2011 ended with a bang, literally. Michael Strider ended our war with the Strider Spiral followed by a sick chair shot, which blasted me on top of the head hard enough to leave a half-dollar-sized bruise on my spine. I was sore as hell for a couple weeks, but any questions I had as to whether my neck could withstand the rigors of pro wrestling were answered when I healed just fine.

I'm having too much fun to quit wrestling now. 2012 is a new year; I've got some big plans in Metro Pro Wrestling and Traditional Championship Wrestling. And if the Mayans are wrong, maybe I'll still be going in 2013.

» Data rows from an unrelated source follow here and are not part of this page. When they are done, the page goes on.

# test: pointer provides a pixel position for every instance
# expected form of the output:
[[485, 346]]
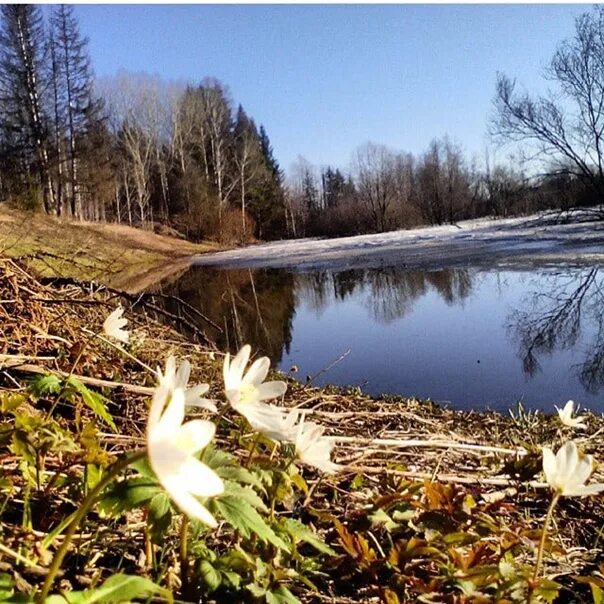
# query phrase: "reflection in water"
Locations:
[[258, 306], [244, 306], [452, 335], [565, 302], [392, 291]]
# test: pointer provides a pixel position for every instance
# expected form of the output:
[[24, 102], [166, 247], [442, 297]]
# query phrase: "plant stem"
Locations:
[[184, 554], [248, 461], [69, 375], [546, 522], [85, 506], [312, 490], [122, 350]]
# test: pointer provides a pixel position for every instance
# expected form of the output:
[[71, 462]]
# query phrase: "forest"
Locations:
[[185, 159]]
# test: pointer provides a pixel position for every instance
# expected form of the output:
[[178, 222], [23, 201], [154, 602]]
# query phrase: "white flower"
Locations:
[[276, 423], [172, 446], [566, 416], [178, 377], [314, 449], [568, 471], [246, 392], [114, 324]]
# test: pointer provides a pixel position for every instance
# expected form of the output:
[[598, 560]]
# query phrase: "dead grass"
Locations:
[[117, 255], [385, 443]]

- Posted using BlogPress from my iPad

Monday, October 24, 2011

Project: Redemption

I never thought I'd live in a world where I'd agree with Justin Bieber, but he was right: Never Say Never.

My professional wrestling career was dead.  "All That" Matt Murphy was dead.  I was a wrestling junkie who'd been clean for years.  And as many stories of addiction go, I had a relapse.

I had been an on-air personality for Metro Pro Wrestling for several months as the commissioner.  Some of the fans knew who I was, but to most of them I was just the authority figure who made an occasional appearance during Metro Pro Wrestling's monthly live events at Turner Rec Center in Kansas City, KS, and on their weekly TV show on Metro Sports.

Then August happened.

It was the main event.  Michael Strider, the most beloved star in the Central States region, was defending the Metro Pro Wrestling TV Championship against Derek Stone, the psychotic former champion...and the man who trained me at the Harley Race Wrestling Academy.  They collided with the referee and all three men dropped to the mat.  The ref was out.  Stone was the first to his feet.  He grabbed a foreign object.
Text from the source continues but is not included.